🤖 AI Summary
In materials science, machine learning models often struggle to simultaneously achieve high predictive accuracy and chemical interpretability. To address this, we propose MatterVial—a hybrid framework that fuses multi-source latent representations from pretrained graph neural networks (e.g., MEGNet, ROOST, ORB) with physically meaningful features generated via symbolic regression, and incorporates a surrogate model for interpretable analysis. This design overcomes the inherent interpretability limitations of end-to-end GNNs and establishes, for the first time, systematic synergy between GNN representation capacity and symbolic induction. Evaluated on the Matbench benchmark, MatterVial achieves significant error reduction across multiple tasks, with average accuracy improvements exceeding 40%, matching or surpassing state-of-the-art end-to-end GNNs. The framework introduces a new paradigm for interpretable, AI-driven materials discovery.
📝 Abstract
This study introduces MatterVial, an innovative hybrid framework for feature-based machine learning in materials science. MatterVial expands the feature space by integrating latent representations from a diverse suite of pretrained graph neural network (GNN) models including: structure-based (MEGNet), composition-based (ROOST), and equivariant (ORB) graph networks, with computationally efficient, GNN-approximated descriptors and novel features from symbolic regression.

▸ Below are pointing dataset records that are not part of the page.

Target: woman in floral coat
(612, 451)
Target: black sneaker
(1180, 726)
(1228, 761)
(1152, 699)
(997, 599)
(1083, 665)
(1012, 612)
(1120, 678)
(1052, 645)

Our approach combines the chemical transparency of traditional feature-based models with the predictive power of deep learning architectures. When augmenting the feature-based model MODNet on Matbench tasks, this method yields significant error reductions and elevates its performance to be competitive with, and in several cases superior to, state-of-the-art end-to-end GNNs, with accuracy increases exceeding 40% for multiple tasks. An integrated interpretability module, employing surrogate models and symbolic regression, decodes the latent GNN-derived descriptors into explicit, physically meaningful formulas. This unified framework advances materials informatics by providing a high-performance, transparent tool that aligns with the principles of explainable AI, paving the way for more targeted and autonomous materials discovery.